Dans un contexte où la France, considérée comme une des premières puissances agricoles en Europe et un acteur majeur sur la scène internationale, voit sa position de leader s’effriter, Stéphane Layani, président du marché de Rungis, souligne avec force l’importance de préserver la souveraineté alimentaire du pays. Cette préoccupation est d’autant plus pressante que des signaux alarmants se multiplient : stagnation de la production agricole, diminution du nombre d’exploitations et réduction des surfaces cultivables sont autant de symptômes d’une crise profonde affectant le secteur. Un rapport du Sénat, corroboré par d’autres analyses, prévoit même un déficit inédit de la balance agricole française dès 2023, une situation sans précédent depuis l’après-guerre, à l’exception de la crise de 1974 due à une sévère sécheresse.

Stéphane Layani insiste sur le fait que, malgré ces défis, le marché de Rungis demeure un pilier essentiel dans la lutte pour le maintien de cette souveraineté, en valorisant la production locale et en garantissant une rémunération équitable aux producteurs français. Cette démarche est essentielle dans un pays où l’augmentation des importations de 24 % au cours des dix dernières années contraste avec la stabilité des exportations, révélant une dépendance croissante aux approvisionnements étrangers. Bien que la France maintienne une balance commerciale positive grâce à ses exportations de vins et spiritueux, elle perd continuellement du terrain dans des secteurs clés tels que les viandes et les légumes.

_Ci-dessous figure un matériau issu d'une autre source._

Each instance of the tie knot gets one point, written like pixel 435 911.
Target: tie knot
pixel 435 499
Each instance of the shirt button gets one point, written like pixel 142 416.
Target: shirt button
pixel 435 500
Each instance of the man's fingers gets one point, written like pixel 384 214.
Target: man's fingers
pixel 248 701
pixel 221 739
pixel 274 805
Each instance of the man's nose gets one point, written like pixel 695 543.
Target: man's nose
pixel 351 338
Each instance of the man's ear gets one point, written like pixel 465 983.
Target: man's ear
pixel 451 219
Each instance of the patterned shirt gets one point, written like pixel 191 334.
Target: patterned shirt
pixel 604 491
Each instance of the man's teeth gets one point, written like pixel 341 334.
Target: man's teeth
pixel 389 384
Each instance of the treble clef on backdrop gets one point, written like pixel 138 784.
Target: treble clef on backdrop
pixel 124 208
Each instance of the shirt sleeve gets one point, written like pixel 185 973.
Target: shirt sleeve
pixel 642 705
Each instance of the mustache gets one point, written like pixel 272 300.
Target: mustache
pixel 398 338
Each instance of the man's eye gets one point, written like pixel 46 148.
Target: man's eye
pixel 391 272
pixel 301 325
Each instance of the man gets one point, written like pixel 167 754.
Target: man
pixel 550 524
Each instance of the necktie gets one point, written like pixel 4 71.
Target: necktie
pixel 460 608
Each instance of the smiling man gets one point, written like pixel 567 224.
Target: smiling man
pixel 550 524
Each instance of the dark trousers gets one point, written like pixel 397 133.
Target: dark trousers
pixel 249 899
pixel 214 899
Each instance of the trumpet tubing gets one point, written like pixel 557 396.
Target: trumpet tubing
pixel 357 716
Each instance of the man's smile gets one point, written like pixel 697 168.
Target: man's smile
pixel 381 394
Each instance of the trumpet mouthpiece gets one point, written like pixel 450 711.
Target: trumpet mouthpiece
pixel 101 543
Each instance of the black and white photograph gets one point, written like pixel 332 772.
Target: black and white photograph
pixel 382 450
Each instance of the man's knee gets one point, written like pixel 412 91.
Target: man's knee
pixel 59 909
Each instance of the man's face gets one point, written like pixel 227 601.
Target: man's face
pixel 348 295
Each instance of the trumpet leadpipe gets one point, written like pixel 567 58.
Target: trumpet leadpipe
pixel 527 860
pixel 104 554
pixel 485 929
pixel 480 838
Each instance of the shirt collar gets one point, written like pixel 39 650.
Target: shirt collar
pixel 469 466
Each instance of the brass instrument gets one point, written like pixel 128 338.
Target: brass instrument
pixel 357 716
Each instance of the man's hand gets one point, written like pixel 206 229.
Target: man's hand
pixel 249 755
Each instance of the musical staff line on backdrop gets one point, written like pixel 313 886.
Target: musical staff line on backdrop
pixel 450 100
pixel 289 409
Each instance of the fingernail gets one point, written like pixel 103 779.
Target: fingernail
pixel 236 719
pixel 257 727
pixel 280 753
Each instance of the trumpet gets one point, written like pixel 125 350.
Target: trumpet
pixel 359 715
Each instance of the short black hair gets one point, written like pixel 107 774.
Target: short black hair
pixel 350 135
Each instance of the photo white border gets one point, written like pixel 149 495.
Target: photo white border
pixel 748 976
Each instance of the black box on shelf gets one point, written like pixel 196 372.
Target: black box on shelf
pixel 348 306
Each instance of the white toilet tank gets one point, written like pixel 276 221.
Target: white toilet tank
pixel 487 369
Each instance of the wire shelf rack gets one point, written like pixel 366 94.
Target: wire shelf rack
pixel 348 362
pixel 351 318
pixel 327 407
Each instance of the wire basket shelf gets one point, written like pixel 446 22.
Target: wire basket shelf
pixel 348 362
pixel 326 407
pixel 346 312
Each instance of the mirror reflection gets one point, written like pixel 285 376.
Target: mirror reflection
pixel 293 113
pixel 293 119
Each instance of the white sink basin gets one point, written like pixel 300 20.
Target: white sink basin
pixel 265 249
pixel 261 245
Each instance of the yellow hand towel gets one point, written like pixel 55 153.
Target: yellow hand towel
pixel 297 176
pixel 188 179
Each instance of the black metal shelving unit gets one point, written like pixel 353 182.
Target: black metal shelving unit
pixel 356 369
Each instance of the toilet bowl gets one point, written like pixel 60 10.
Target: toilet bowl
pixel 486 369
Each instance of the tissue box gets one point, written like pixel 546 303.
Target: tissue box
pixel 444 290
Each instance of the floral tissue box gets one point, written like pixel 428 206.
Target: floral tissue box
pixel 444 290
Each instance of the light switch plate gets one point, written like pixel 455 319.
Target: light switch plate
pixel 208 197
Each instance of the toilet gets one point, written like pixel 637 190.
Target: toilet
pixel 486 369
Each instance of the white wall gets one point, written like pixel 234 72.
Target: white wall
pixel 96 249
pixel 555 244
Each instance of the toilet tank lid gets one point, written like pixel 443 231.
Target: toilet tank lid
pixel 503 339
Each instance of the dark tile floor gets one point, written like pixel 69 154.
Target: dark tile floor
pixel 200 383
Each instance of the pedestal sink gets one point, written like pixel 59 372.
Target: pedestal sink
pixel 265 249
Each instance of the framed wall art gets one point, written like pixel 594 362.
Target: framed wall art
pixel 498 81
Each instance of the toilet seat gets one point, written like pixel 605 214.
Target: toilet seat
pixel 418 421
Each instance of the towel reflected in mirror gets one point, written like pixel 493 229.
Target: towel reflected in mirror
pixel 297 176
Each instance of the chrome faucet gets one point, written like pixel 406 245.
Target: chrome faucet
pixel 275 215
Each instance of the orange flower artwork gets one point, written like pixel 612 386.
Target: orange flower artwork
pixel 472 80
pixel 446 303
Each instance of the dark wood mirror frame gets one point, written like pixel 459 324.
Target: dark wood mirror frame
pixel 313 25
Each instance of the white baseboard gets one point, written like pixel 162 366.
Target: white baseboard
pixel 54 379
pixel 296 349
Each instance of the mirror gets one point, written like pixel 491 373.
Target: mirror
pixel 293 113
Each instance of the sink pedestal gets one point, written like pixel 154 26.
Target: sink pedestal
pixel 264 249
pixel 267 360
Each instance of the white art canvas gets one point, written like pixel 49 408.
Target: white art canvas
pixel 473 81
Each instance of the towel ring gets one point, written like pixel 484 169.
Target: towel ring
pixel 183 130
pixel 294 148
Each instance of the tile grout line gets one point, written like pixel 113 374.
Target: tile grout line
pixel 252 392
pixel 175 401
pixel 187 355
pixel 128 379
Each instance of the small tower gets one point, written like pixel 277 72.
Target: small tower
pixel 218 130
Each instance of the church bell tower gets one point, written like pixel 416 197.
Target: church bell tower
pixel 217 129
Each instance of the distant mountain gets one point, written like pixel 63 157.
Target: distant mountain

Face à ces enjeux, Stéphane Layani appelle à une prise de conscience collective et à l’action, rappelant que la souveraineté alimentaire est plus qu’une question de production et de commerce, c’est un enjeu stratégique majeur pour l’avenir du pays. Dans cette lutte pour la souveraineté alimentaire, le marché de Rungis se positionne comme un allié clé des agriculteurs français, en mettant en valeur la diversité et la qualité des terroirs nationaux et en assurant une rémunération juste pour les producteurs.

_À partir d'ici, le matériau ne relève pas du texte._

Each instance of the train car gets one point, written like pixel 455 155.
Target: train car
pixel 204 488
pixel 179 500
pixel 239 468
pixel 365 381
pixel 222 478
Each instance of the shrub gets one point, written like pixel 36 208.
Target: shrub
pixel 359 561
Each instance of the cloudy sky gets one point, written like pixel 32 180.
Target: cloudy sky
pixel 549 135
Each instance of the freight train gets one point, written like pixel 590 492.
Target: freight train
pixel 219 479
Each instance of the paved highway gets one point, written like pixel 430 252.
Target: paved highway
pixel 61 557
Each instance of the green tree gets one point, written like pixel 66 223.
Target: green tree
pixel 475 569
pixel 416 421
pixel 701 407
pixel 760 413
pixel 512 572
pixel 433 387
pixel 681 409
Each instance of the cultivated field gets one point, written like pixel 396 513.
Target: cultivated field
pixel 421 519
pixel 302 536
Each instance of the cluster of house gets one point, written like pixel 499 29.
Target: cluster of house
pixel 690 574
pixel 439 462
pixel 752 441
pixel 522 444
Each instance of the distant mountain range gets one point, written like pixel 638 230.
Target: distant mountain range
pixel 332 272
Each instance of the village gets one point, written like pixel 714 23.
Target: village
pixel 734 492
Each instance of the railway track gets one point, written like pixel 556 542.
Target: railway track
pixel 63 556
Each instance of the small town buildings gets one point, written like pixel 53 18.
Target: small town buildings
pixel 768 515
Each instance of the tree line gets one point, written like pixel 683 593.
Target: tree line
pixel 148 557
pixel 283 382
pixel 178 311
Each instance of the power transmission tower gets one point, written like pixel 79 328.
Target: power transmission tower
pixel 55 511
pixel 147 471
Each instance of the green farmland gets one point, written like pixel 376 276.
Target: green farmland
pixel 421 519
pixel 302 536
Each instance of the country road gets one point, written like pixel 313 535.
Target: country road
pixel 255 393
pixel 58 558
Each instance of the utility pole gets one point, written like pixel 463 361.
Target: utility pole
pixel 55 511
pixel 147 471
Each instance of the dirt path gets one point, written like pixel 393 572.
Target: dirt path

Equilibrer le bien-être des agriculteurs et le pouvoir d’achat des consommateurs

La question de la transition vers une agriculture plus durable et éthique, capable d’améliorer le niveau de vie des agriculteurs sans pour autant compromettre le pouvoir d’achat des consommateurs français, suscite un vif débat. Pourquoi ? Parce que les agriculteurs sont le socle de la souveraineté alimentaire

Or, les revenus des agriculteurs, malgré leur travail acharné, restent notoirement faibles, une réalité souvent occultée dans les discussions sur le coût des produits biologiques. Ces derniers, en effet, se vendent à un prix supérieur, non seulement en raison de leur impact positif sur l’environnement – préservation de l’eau, de l’air, des sols et de la biodiversité – mais aussi parce qu’ils assurent une meilleure rémunération pour les paysans, contribuant ainsi à une vie professionnelle plus équitable.

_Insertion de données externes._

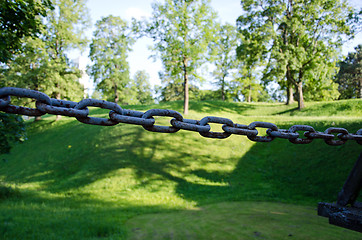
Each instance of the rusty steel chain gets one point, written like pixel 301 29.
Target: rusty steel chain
pixel 45 104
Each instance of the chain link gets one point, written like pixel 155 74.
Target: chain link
pixel 44 104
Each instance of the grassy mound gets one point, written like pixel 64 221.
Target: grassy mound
pixel 76 181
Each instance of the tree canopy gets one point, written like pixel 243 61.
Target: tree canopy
pixel 181 31
pixel 108 51
pixel 349 76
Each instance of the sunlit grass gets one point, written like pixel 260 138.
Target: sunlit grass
pixel 76 181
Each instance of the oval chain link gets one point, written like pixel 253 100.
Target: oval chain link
pixel 162 113
pixel 101 104
pixel 219 135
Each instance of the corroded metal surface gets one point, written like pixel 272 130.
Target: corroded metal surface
pixel 79 110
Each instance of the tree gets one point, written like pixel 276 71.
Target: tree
pixel 19 19
pixel 349 76
pixel 108 51
pixel 293 36
pixel 223 51
pixel 181 31
pixel 142 87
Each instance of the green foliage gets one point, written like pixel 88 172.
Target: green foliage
pixel 108 51
pixel 142 87
pixel 295 38
pixel 78 181
pixel 12 130
pixel 181 31
pixel 19 19
pixel 349 76
pixel 42 64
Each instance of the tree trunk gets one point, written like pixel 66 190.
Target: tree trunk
pixel 223 89
pixel 186 87
pixel 300 96
pixel 249 94
pixel 116 96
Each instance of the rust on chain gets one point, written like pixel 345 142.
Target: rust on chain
pixel 267 125
pixel 190 125
pixel 79 110
pixel 162 113
pixel 341 132
pixel 101 104
pixel 219 135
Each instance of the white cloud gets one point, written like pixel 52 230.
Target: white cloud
pixel 137 13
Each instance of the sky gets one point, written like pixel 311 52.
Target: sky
pixel 228 11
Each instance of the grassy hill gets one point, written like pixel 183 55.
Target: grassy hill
pixel 76 181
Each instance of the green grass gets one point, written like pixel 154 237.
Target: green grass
pixel 76 181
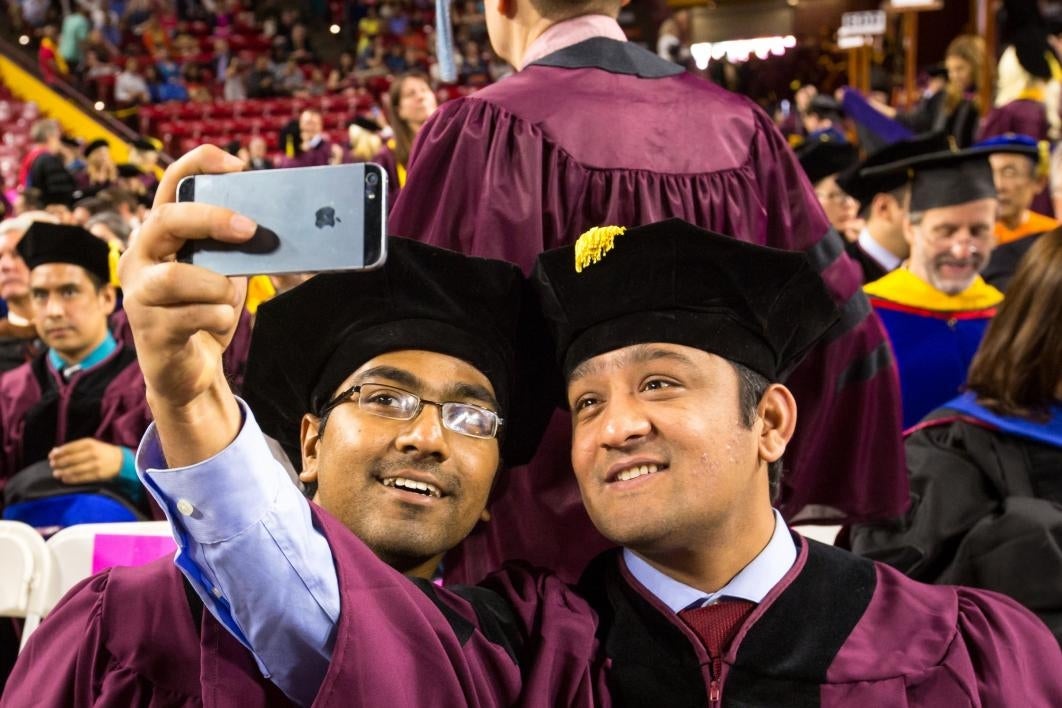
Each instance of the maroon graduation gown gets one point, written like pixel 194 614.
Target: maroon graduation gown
pixel 132 637
pixel 606 133
pixel 39 411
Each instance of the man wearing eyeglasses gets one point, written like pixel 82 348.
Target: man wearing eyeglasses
pixel 391 387
pixel 936 306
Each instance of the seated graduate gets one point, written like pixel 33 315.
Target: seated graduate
pixel 679 429
pixel 1020 168
pixel 393 387
pixel 880 246
pixel 71 416
pixel 937 306
pixel 986 486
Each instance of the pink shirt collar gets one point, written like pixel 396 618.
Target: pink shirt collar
pixel 571 32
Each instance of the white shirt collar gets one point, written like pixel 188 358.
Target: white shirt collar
pixel 752 583
pixel 570 32
pixel 884 257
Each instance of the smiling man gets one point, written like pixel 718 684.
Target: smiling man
pixel 679 427
pixel 80 406
pixel 936 307
pixel 394 389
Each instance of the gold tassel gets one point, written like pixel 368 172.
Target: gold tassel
pixel 113 256
pixel 594 244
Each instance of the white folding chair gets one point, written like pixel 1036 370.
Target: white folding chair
pixel 28 574
pixel 82 550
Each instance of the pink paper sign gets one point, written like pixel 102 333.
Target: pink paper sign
pixel 113 550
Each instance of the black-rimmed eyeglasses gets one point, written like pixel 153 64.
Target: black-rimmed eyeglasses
pixel 392 402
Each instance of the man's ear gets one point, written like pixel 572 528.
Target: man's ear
pixel 777 410
pixel 309 435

Le consommateur bio est généralement prêt à investir davantage dans ces produits, reconnaissant la valeur du travail agricole en France et les bénéfices environnementaux qu’il engendre. En effet, l’agriculture biologique, nécessitant davantage de main-d’œuvre et étant principalement localisée sur le territoire national, révèle un engagement fort envers le développement d’une économie agricole soutenable. Toutefois, ce modèle d’agriculture soulève des défis, notamment en termes d’incertitudes liées à une moindre utilisation de produits chimiques, exigeant une adaptation et une résilience accrues de la part des exploitants. Il est essentiel de souligner que l’argument souvent avancé concernant la préservation du pouvoir d’achat par le biais d’une agriculture hyper-productiviste sert principalement à perpétuer les avantages économiques de certains acteurs dominants du secteur, sans tenir compte des coûts sanitaires et environnementaux qui, in fine, retombent sur les épaules du contribuable.

Entre les coûts liés au traitement des eaux contaminées par les polluants agricoles et les impacts environnementaux non pris en charge par les acteurs de l’hyper-production, la facture est finalement réglée par la société dans son ensemble, à travers les impôts.